Qu’appelle –t-on bida’a ?
Etymologiquement, le mot bida’a veut dire innovation, apporter quelque chose de nouveau. Pour la religion musulmane, le bida’a sous-entend ce que le Prophète (saw) n’a
pas pratiqué, n’a pas enseigné et n’a pas autorisé.

Peut-on catégoriser la bida’a ?
La bida’a est subdivisée en deux parties. Il y’a la bida’a au niveau des textes et la bida’a
organisationnelle. Parlant de texte, il ne peut y avoir de rajout ou une réduction, parce que la révélation a été parachevée avec la mort du messager Mohammad (psl). Quant à la Bida ‘a organisationnelle, sa nécessité dépend des réalités et des contraintes auxquelles
sont confrontés les musulmans dans chaque société. L’application de ce dernier
doit obligatoirement respecter l’objectif fixé par la religion.

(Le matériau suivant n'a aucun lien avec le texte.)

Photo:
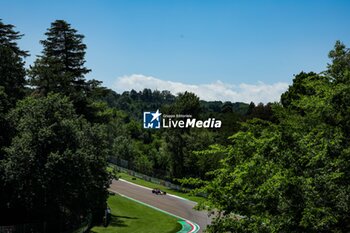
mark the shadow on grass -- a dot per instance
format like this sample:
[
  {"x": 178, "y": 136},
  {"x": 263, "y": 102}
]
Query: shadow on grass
[{"x": 117, "y": 220}]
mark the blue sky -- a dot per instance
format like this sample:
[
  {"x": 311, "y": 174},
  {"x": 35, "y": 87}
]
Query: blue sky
[{"x": 227, "y": 50}]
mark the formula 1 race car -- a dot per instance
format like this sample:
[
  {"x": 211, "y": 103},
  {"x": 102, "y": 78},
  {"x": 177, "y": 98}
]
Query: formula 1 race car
[{"x": 158, "y": 191}]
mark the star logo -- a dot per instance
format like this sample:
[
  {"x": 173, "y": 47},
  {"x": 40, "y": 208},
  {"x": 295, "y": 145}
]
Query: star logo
[{"x": 151, "y": 120}]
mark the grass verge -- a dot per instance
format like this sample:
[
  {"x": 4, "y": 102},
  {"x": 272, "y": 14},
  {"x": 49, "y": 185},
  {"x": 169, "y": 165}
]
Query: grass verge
[
  {"x": 129, "y": 216},
  {"x": 148, "y": 184}
]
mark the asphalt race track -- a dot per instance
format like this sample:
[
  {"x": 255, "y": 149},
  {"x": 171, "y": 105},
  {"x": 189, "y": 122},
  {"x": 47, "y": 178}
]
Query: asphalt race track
[{"x": 176, "y": 206}]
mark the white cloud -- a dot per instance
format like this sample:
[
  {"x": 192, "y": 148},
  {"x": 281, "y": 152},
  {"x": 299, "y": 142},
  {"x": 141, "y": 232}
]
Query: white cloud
[{"x": 218, "y": 90}]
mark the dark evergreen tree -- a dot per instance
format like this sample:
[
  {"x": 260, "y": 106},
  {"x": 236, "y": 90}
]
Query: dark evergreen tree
[
  {"x": 12, "y": 72},
  {"x": 61, "y": 68}
]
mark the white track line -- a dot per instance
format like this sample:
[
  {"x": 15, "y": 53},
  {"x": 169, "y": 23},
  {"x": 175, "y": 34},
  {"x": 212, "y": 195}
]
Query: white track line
[
  {"x": 171, "y": 195},
  {"x": 195, "y": 225}
]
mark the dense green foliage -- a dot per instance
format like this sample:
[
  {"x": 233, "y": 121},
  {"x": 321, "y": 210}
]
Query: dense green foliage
[
  {"x": 291, "y": 175},
  {"x": 279, "y": 167},
  {"x": 53, "y": 154}
]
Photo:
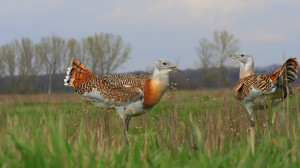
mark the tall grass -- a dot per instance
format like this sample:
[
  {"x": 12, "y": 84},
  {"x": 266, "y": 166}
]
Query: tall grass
[{"x": 186, "y": 129}]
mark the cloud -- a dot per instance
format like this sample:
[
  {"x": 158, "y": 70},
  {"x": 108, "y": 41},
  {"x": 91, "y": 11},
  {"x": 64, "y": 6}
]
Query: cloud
[{"x": 263, "y": 36}]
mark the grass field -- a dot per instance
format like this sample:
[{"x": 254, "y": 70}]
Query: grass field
[{"x": 186, "y": 129}]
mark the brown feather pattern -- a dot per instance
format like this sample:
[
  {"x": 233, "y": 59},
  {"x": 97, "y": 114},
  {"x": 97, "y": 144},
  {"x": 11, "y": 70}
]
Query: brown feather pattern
[
  {"x": 264, "y": 82},
  {"x": 120, "y": 87}
]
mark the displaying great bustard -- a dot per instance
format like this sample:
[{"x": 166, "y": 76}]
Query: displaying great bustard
[
  {"x": 131, "y": 95},
  {"x": 254, "y": 90}
]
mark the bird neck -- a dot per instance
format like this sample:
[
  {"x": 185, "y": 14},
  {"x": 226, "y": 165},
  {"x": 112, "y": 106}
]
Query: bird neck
[
  {"x": 246, "y": 69},
  {"x": 155, "y": 88},
  {"x": 161, "y": 77}
]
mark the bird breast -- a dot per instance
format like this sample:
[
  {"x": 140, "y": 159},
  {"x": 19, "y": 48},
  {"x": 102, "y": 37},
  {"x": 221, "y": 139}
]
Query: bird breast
[{"x": 153, "y": 92}]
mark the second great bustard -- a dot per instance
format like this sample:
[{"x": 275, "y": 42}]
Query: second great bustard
[
  {"x": 131, "y": 95},
  {"x": 254, "y": 90}
]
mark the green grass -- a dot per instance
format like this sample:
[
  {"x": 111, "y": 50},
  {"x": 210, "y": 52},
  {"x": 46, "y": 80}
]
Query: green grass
[{"x": 186, "y": 129}]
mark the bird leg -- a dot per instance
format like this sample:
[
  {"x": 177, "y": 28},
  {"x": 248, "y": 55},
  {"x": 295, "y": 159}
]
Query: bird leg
[
  {"x": 249, "y": 108},
  {"x": 125, "y": 123}
]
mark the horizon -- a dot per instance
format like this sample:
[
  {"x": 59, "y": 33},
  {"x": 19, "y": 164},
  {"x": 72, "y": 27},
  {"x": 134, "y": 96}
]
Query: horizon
[{"x": 170, "y": 29}]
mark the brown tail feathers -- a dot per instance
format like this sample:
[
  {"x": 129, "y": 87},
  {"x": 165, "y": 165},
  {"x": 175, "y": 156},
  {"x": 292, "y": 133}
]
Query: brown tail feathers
[
  {"x": 287, "y": 72},
  {"x": 77, "y": 74}
]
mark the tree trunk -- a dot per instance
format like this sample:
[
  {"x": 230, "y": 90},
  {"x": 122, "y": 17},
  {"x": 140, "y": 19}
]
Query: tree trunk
[{"x": 49, "y": 84}]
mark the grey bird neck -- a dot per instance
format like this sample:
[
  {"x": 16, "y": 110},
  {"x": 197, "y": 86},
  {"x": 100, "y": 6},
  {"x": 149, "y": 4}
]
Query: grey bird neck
[{"x": 246, "y": 69}]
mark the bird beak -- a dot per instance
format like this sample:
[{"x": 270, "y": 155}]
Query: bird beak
[
  {"x": 174, "y": 68},
  {"x": 233, "y": 56}
]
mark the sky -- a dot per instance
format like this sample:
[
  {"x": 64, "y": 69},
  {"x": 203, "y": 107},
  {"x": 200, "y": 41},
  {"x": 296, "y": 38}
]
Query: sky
[{"x": 155, "y": 29}]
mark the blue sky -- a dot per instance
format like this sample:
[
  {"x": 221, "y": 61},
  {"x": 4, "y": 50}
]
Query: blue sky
[{"x": 161, "y": 28}]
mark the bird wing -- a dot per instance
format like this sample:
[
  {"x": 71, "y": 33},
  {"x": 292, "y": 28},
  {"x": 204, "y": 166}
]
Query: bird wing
[
  {"x": 115, "y": 89},
  {"x": 119, "y": 89},
  {"x": 260, "y": 83}
]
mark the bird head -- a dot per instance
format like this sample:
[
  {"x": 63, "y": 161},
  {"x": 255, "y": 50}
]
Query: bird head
[
  {"x": 242, "y": 58},
  {"x": 163, "y": 65}
]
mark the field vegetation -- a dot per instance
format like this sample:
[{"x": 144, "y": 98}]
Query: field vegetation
[{"x": 196, "y": 128}]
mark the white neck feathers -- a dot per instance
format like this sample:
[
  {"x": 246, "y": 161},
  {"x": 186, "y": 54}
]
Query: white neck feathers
[{"x": 246, "y": 69}]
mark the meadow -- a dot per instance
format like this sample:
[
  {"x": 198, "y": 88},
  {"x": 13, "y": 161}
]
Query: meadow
[{"x": 195, "y": 128}]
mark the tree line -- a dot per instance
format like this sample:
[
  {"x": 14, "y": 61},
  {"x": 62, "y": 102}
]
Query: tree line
[
  {"x": 28, "y": 67},
  {"x": 21, "y": 61}
]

Est-ce que toutes les innovations en Islam sont interdites ?
Nous pourrons donc répondre qu’au niveau des textes, il n’y a aucun doute que toute modification est considérée comme Bida ‘a et interdite. Et quant à l’organisation, nous pouvons dire qu’elle est nécessaire, car sans l’innovation organisationnelle en Côte d’Ivoire, la religion serait perdue et ne pourrait avancer. Ce problème ne se pose pas par exemple dans les pays comme l’Arabie Saoudite, où les enfants apprennent dès le bas âge la religion à travers le système éducatif. Ils n’ont donc pas besoin d’association pour le développement de l’Islam chez eux. Par contre en Côte d’Ivoire, pour l’encadrement religieux, pour bâtir des édifices religieux, pour enseigner, nous avons besoin des associations et des structures spécialisées. Ces éléments sont donc considérés comme des bida’a organisationnelles pour
faire répandre la religion. Sans ces aspects, la religion ne peut évoluer. Mais nous n’oublions
pas l’objectif qui est de vulgariser l’Islam et non de le modifier.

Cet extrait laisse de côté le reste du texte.